Audrey Young is the New Zealand Herald’s political editor.

TPP is signed but hurdles remain

John Key says trade deal opens up huge market access for New Zealand goods.
John Key shakes hands with Mexico's Ildefonso Guajardo. Photo / Nick Reed
John Key shakes hands with Mexico's Ildefonso Guajardo. Photo / Nick Reed

Signed and sealed but not yet delivered, the Trans-Pacific Partnership will now be put through the wringer in member countries for ratification.

The 12 ministers in Auckland yesterday for the signing were relentlessly positive about its likely benefits to their economies and to the ease of trade in goods and services.
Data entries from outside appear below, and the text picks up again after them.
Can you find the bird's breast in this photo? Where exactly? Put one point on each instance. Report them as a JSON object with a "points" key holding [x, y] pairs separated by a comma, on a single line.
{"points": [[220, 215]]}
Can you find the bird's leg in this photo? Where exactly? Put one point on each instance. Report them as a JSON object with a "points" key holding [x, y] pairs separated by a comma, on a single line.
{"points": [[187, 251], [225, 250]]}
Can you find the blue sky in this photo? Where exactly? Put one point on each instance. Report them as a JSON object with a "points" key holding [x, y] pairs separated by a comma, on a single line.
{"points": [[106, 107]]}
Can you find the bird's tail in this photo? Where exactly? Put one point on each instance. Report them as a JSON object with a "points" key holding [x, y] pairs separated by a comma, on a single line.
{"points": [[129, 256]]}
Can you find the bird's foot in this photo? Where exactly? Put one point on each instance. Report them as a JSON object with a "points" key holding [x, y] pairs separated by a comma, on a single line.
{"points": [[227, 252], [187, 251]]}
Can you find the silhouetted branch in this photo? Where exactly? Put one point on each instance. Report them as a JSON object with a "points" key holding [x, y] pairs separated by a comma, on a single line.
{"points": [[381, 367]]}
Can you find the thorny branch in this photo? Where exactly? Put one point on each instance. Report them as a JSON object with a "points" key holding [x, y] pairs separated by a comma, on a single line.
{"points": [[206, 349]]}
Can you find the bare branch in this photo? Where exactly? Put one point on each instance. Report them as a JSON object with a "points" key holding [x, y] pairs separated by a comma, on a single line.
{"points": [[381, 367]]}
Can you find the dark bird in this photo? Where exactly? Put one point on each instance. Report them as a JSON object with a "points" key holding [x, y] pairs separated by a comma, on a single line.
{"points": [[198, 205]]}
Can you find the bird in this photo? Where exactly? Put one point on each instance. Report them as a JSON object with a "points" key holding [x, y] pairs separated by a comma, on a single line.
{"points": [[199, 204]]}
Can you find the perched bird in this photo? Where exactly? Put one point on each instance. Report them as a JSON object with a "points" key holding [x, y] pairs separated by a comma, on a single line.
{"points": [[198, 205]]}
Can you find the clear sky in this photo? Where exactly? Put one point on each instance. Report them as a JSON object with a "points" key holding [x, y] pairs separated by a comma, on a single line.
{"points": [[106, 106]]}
Malaysia was so enthusiastic the deal passed a vote in Parliament last week, even though it didn't need its approval. And in the Socialist Republic of Vietnam it will just require the consent of the state president.

Protesters in Auckland were estimated at more than 5000 at their height and a rump gathered outside SkyCity for several hours after the signing.

The TPP has two years to be ratified but will not come into force unless the US and Japan ratify it.

US Trade Representative Mike Froman told the TPP press conference he was "confident" members of Congress would see the benefits of the deal for the US economy and their constituents "and we'll have the necessary bipartisan support for it to be approved".

Australian Trade Minister Andrew Robb suggested the TPP was the beginning of something much bigger.

He said the other giant trade deal, the RCEP, which includes China and India (as well as New Zealand and Australia) could be concluded this year and eventually be merged with the Trans Pacific Partnership to form the basis of an even bigger trade treaty across the Asia Pacific.

Mr Froman sought to address concerns about the investor-state dispute procedures in which investors and a government in dispute can enter binding arbitration.

He said the 12 countries had shared a number of concerns about the way these procedures had been used "and that's why this agreement goes further than any agreement before". That included closing loopholes they had seen in other agreements "to ensure that government can regulate in the public interest".

Prime Minister John Key said it was an important day for New Zealand signing a deal that opened up huge market access. He described the demonstrators as "rent-a-protest" and said the same people would turn up to protests against the sale of SOE shares, against ministers and one was even holding up a sign against 1080.

New Zealand Trade Minister Todd McClay, who has been in the job for less than two months, chaired a ministerial meeting before the signing, and ran proceedings at the signing.

Mr McClay confirmed to the Herald that the bill containing enabling legislation for the TPP, amending various existing acts, would be presented as a single omnibus bill through all stages.

That will force Labour to vote against the bill at its final reading rather than cherry picking.

Labour leader Andrew Little has said Labour would support the part of the bill that cuts New Zealand tariffs on imports - a reciprocal move for the cutting of tariffs of other TPP parties on goods exported by New Zealand.

He did not attend protest rallies.

What next

• 12 TPP countries have two years to ratify the TPP through their respective domestic processes.

• TPP enters into force under a formula which means the US and Japan must both have ratified it for it to take effect.

• Trade Minister Todd McClay tables the national interest analysis (NIA) in Parliament next Tuesday, although it has been released.

• Parliament's foreign affairs and defence committee considers NIA and hears submissions on it.

• Assuming the NIA is accepted, the Government draws up legislation required to enact some part of the TPP.

• TPP legislation is introduced to Parliament and referred to the foreign affairs and defence committee for consideration.

• Amendments to legislation will take effect only if the TPP is ratified.